The science behind the 11-plus is controversial and its history is full of scandal. The idea that ‘intelligence’ is fixed and can be judged at age 10 with an IQ style test is no longer widely accepted. Achieving good grades at school depends on many factors such as dedication, interest in school, and willingness to study. We all know that children develop at different rates, with no evidence that age 10 or 11 is the ideal age for a test of this type. Indeed research shows children’s brains continue to develop well into their teenage years. Another problem with IQ style tests is that they often use a battery of logic puzzles of a certain style, and this means practise and tuition will give children skills to answer them quickly and do well. If those who practise do better in the test this makes a mockery of the idea that this can be a fair and objective assessment of ‘ability.’

In attempts to redress some of these problems most 11-plus tests have added tests in taught curriculum subjectss. It is now common to see 11-plus tests that are a mix of ‘IQ style’ reasoning questions plus papers for english and maths. Individual grammar schools will choose to give different weightings to each paper, it is certainly the case that a child could pass a test for one grammar school but not another. There is no agreed ‘grammar school standard’ this will vary from year to year based on the places available. The schools simply want to fill their places and whether the system is ‘fair’ for individual pupils is not their main concern.

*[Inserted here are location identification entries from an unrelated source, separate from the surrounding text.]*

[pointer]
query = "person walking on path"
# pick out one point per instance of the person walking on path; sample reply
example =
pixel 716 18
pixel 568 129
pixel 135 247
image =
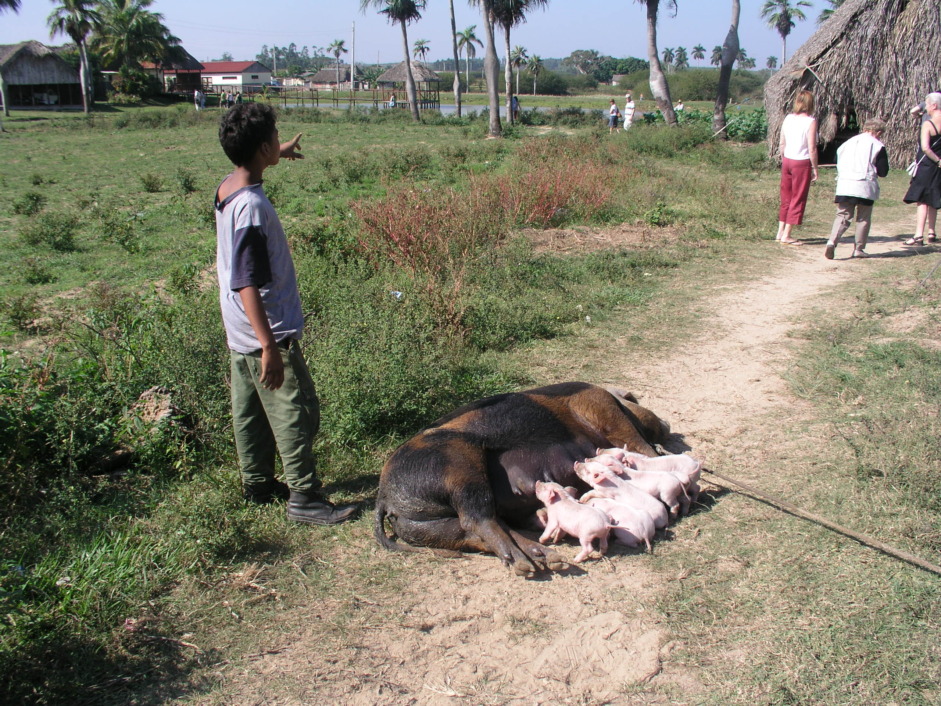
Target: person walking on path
pixel 274 402
pixel 925 186
pixel 860 162
pixel 798 146
pixel 613 115
pixel 629 108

Now that papers are a mix of IQ ‘ability’ test and attainment tests what the 11-plus is judging is even more confusing. English and maths skills will improve based on good teaching and time dedicated to the subjects, this is the whole point of school. So it is clear that a child given dedicated tuition in english and maths for a few years before the test will be more likely to pass. It is a bit odd that the child who has received the best education at the point of the 11-plus, wins themselves the prize of a grammar school place. It is a system that gives educational advantages to those who already have those advantages.

It is unsurprising that a short one-off test at age 10 or 11 is not going to be very accurate at predicting future academic attainment. Many pupils who ‘fail’ the 11-plus work hard and do well, and some will feel justifiably angry about the selective school system that wrote them off as they head to Cambridge or other prestigious universities. Many pupils who passed the 11-plus will also be let down by the system when their GCSE results are not as good as expected and they are forced to move school for sixth form.

A study by the Sutton Trust found that around 22% of pupils are ‘misclassified’ by the 11-plus based on their eventual GCSE results.

There are no requirements for grammar schools to prove the accuracy of their test, and grammar schools don’t tell parents about their classification accuracy, the test body will know this figure but the data is never shared.  One study expressed concern, “that the issue of who passes is incredibly sensitive to slight variation in candidate performance because of the design of the test. Short papers, of 25-30 minutes, coupled with the need to meet a minimum mark on each of the three papers, means that 8% of those who pass are just one mark away from failing.”

Although grammar schools are perceived as being all about a rigorous academic education, the processes they use to select pupils are far from rigorous or scientific. No one should set too much store by the flawed judgements of the 11-plus.